Tara Conlan 

BBC: we won’t charge for online news

Corporation says it has 'no intention' of charging – as Times and Sun owner News Corporation prepares to put up a paywall. By Tara Conlan
  
  

Michael Lyons
The BBC Trust chairman, Sir Michael Lyons. Photograph: Peter MacDiarmid/Getty Images Photograph: Peter Macdiarmid/Getty Images

The BBC has today said it has "no intention" of charging for online news, in a declaration that is unlikely to please James Murdoch and his father Rupert as they prepare to start charging for News Corporation content on the internet.

Sir Michael Lyons, the BBC Trust chairman, said the corporation has "no intention of diluting BBC commitment to universal access to free news online" as he outlined the areas director general Mark Thompson's ongoing strategic review will cover.

The BBC's internet news operations came under fire in August at the MediaGuardian Edinburgh International Television Festival from James Murdoch, chairman and chief executive of News Corporation in Europe and Asia, who accused the corporation of "throttling" the market and preventing its competitors from launching or expanding their own services online.

News International, the News Corp subsidiary that owns the company's British newspapers, including the Sun and the Times, is planning to start charging for its journalism online.

Lyons said today that the BBC Trust "recognises external concerns over scale and growth of BBC online operations". But he added: "Equally, it's an immensely popular service with audiences and an important tool for the economy."

Lyons said he wanted Thompson to ask what "licence fee payers really expect to get from their licence fee and what they might be surprised to see the BBC doing in the online world".

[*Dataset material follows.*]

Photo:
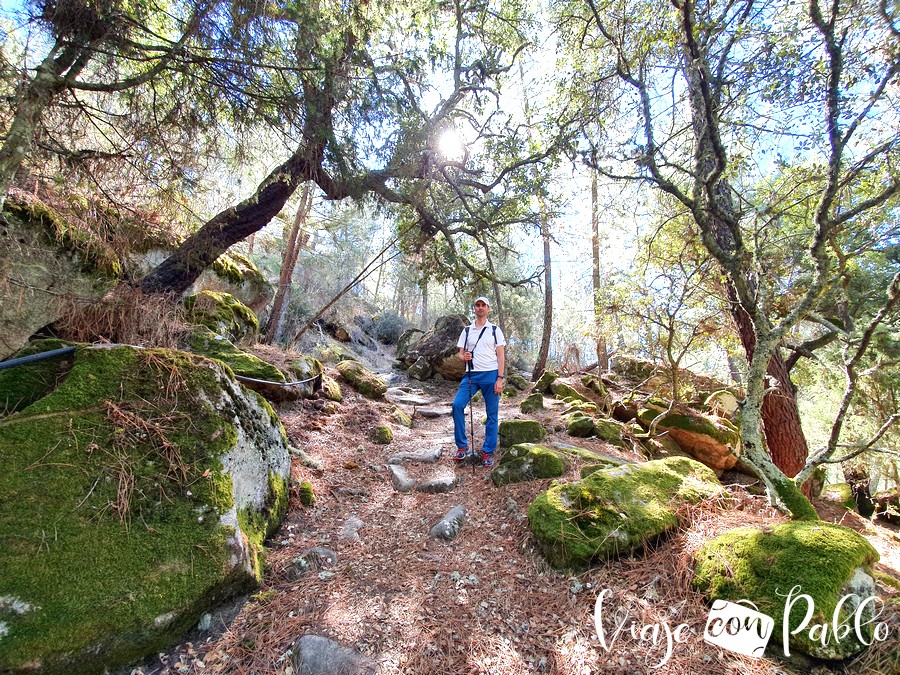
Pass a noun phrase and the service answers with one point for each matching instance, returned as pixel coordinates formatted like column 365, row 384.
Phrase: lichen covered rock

He indicated that some areas, such as the iPlayer and news online, are safe when he asked: "Beyond the core offer of news, sport, education, children's and the iPlayer, which parts of the online service are essential to the BBC's mission and which could be stopped?"

However, Lyons also questioned the future of content created for online that is not directly related to specific BBC programmes, asking, "where should the boundary be drawn" between this and "the online expression or extension of BBC programming"?

Lyons also said the BBC Trust has asked Thompson to look at how the corporation should "serve all audiences" with "fresh and new" programmes, not a "diet of the predictable and comfortable", while "nurturing home-grown talent... across the full range of genres".

Other questions include "does increased quality and distinctiveness come at a price?" and how can the BBC be "more open", both for "programme-makers and for audiences".

Another concern expressed by the trust is that "if it spreads itself too thinly the BBC may lose focus on the core mission to provide fresh, new, high-quality content".

The BBC is consulting its rivals about the strategic review, which was announced by Lyons in September, and Thompson is due to deliver his initial thoughts in the new year.

John McVay, the Pact chief executive, said: "Rather than making cuts in content, the BBC should look at its own fixed overheads and in-house capacity. Looking to make cuts online and on-air is not the compact the BBC has with the licence fee payer."